🤖 AI Summary
To address excessive reasoning-induced latency and computational overhead in vision-language models (VLMs) for autonomous driving, this paper proposes the first early-exit framework integrating causal inference with driving-domain priors. Unlike conventional heuristic exit strategies, our method constructs a hierarchical causal graph to model dependencies among reasoning steps, and jointly employs dynamic confidence estimation and domain-adaptive exit decision-making to terminate redundant computation once sufficient semantic evidence is attained.

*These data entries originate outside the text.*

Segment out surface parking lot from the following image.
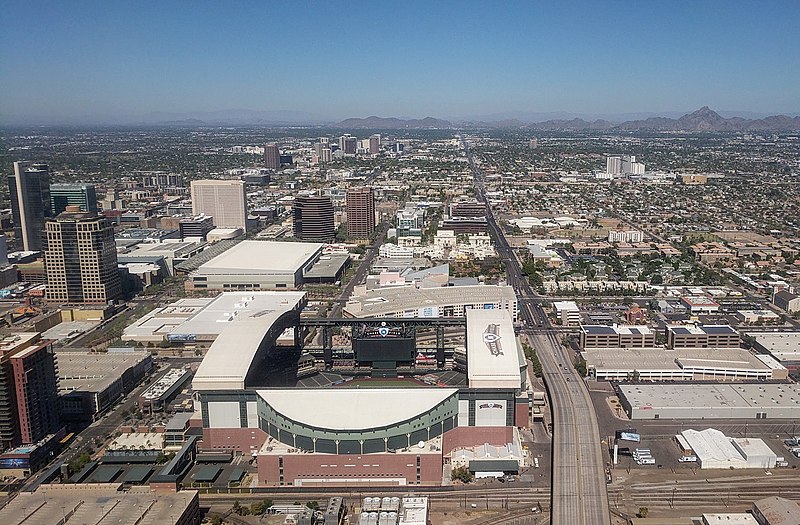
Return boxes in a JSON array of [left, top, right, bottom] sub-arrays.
[[589, 381, 800, 472]]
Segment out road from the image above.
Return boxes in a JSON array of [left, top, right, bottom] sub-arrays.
[[327, 224, 387, 318], [462, 137, 611, 525]]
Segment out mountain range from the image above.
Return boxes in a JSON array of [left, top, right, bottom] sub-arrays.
[[335, 106, 800, 131], [0, 106, 800, 132]]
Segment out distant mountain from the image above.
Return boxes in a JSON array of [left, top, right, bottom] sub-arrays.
[[616, 106, 800, 131], [334, 115, 453, 129], [131, 109, 323, 126]]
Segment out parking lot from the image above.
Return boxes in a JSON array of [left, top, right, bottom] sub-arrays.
[[589, 381, 800, 472]]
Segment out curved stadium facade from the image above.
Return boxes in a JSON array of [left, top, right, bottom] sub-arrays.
[[193, 293, 529, 485]]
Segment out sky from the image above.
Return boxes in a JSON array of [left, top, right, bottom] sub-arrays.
[[0, 0, 800, 124]]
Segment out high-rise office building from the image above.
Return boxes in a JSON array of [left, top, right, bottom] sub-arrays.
[[44, 206, 122, 303], [314, 142, 332, 164], [346, 188, 375, 239], [606, 155, 622, 175], [264, 144, 281, 170], [178, 215, 214, 240], [369, 134, 381, 155], [293, 195, 336, 242], [8, 162, 51, 251], [339, 133, 358, 155], [50, 183, 98, 216], [0, 233, 8, 268], [192, 179, 247, 231], [0, 332, 60, 449]]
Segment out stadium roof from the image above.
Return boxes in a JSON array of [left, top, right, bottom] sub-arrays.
[[192, 292, 306, 390], [258, 386, 456, 431], [467, 310, 521, 388], [199, 241, 322, 275]]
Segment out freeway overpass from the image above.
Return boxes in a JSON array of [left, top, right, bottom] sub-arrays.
[[462, 137, 611, 525]]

Evaluated on Waymo and CODA benchmarks, the framework reduces inference latency by up to 57.58% while improving object detection mAP by 44%. Real-world deployment on the Autoware Universe platform confirms consistent low-latency performance (average reduction of 51.2%) and enhanced robustness. The core contribution lies in pioneering the integration of causal reasoning into VLM early-exit decisions—enabling task-aware, interpretable, and adaptive efficient inference for autonomous driving.
📝 Abstract
With the rapid advancement of autonomous driving, deploying Vision-Language Models (VLMs) to enhance perception and decision-making has become increasingly common. However, the real-time application of VLMs is hindered by high latency and computational overhead, limiting their effectiveness in time-critical driving scenarios. This challenge is particularly evident when VLMs exhibit over-inference, continuing to process unnecessary layers even after confident predictions have been reached. To address this inefficiency, we propose AD-EE, an Early Exit framework that incorporates domain characteristics of autonomous driving and leverages causal inference to identify optimal exit layers. We evaluate our method on large-scale real-world autonomous driving datasets, including Waymo and the corner-case-focused CODA, as well as on a real vehicle running the Autoware Universe platform. Extensive experiments across multiple VLMs show that our method significantly reduces latency, with maximum improvements reaching up to 57.58%, and enhances object detection accuracy, with maximum gains of up to 44%.